De acordo com a polícia, naquele dia, um domingo, a mulher procurou a polícia pela manhã e registrou ocorrência por ameaça. Ela também solicitou Medida Protetiva de Urgência (MPU), para impedir que o ex se aproximasse, que foi concedida pelo Poder Judiciário.
Horas depois, o homem foi intimado por um oficial de Justiça e comunicado de que não poderia se aproximar da mulher. No entanto, descumpriu a ordem judicial e voltou a procurar a vítima. O homem teria saído pela cidade atrás da ex, a perseguindo.
Conforme o inspetor de polícia do município, Rodrigo Miranda Ethur, depois, Kunz foi até a casa da vítima, onde ela estava com uma amiga.

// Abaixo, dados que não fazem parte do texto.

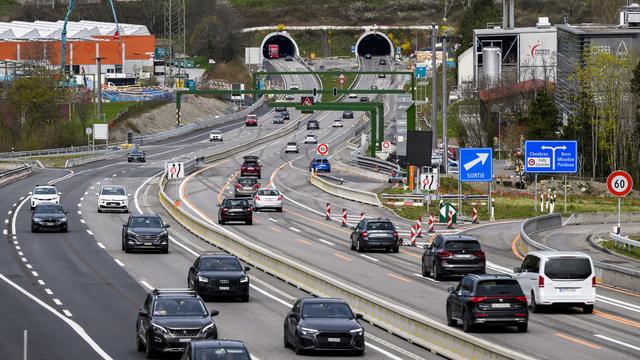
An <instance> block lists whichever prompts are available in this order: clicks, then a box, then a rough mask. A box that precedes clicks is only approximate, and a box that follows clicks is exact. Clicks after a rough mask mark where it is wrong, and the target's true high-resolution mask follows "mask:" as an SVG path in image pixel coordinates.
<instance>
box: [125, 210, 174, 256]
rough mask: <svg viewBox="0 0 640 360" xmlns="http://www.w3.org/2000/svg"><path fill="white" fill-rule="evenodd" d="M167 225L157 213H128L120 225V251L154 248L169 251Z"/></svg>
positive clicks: (146, 249) (165, 253)
mask: <svg viewBox="0 0 640 360" xmlns="http://www.w3.org/2000/svg"><path fill="white" fill-rule="evenodd" d="M168 227H169V224H166V225H165V224H164V223H163V222H162V219H161V218H160V216H159V215H130V216H129V220H127V223H126V224H124V225H122V251H124V252H126V253H128V252H130V251H131V250H133V249H144V250H147V249H154V250H160V251H161V252H162V253H163V254H167V253H169V232H168V231H167V228H168Z"/></svg>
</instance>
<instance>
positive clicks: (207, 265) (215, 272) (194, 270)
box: [187, 253, 250, 302]
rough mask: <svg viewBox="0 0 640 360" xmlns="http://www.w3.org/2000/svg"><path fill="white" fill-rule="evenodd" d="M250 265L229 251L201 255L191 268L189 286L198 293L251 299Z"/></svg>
mask: <svg viewBox="0 0 640 360" xmlns="http://www.w3.org/2000/svg"><path fill="white" fill-rule="evenodd" d="M249 269H250V268H249V267H246V266H245V267H244V268H243V267H242V265H240V261H238V258H237V257H235V256H233V255H229V254H227V253H215V254H206V255H200V256H198V258H197V259H196V261H195V262H194V263H193V266H191V268H190V269H189V276H188V278H187V282H188V286H189V288H190V289H192V290H194V291H195V292H196V293H198V295H200V296H202V297H203V298H204V297H207V296H220V297H234V298H240V299H241V300H242V301H243V302H247V301H249V277H248V276H247V271H249Z"/></svg>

O homem manteve as duas no imóvel, em cárcere privado, por mais de uma hora naquela tarde. Neste período, fez diversas ameaças, afirmando que mataria a mulher.
Em algum momento, as duas conseguiram convencer o homem a deixá-las sair do apartamento, conforme a polícia. Foram direto a delegacia, para registrar que a medida judicial havia sido descumprida.
Conforme nota da BM, enquanto a mulher registrava o segundo boletim, Kunz foi visto "circulando de moto em frente a delegacia" e depois na frente da sede da Brigada Militar.
Na sequência, policiais militares fizeram buscas ao mecânico, que foi encontrado e preso em flagrante. Segundo a BM, ele foi detido pelo descumprimento da MPU, "devido ao histórico de violência" e ao "perigo iminente" que representava à vida da vítima.
A investigação foi concluída no dia 10, e encaminhada à Justiça. Kunz foi indiciado por descumprimento de medida protetiva, ameaça e cárcere privado. Se virar réu, deve responder a novo processo criminal.
O inspetor Ethur afirma que o assassinato cometido por Kunz em 2015 marcou a região, e é lembrado até hoje por moradores. O policial afirma que percebe uma mudança de comportamento no homem conforme a situação em que se encontra:
— Se você conversa com ele, é extremamente educado, calmo, respeitoso. No entanto, é uma pessoa bem agressiva, problemática dentro de relacionamentos. Parece que vira outra pessoa. Na penitenciária, enquanto cumpria detenção, ele trabalhava na cozinha, costumávamos vê-lo, era tranquilo, e depois sabemos de fatos assim, da perseguição à mulher. É algo muito preocupante.
Atualmente, Kunz está preso preventivamente na Penitenciária Estadual de Venâncio Aires.
Contraponto
GZH entrou em contato com a advogada Fernanda Tatiana da Silva Ferreira, que atende Julio César Kunz. Ela informou que não representou o homem no processo de 2015. Sobre o caso atual, a defesa afirmou que só irá se manifestar nos autos do processo.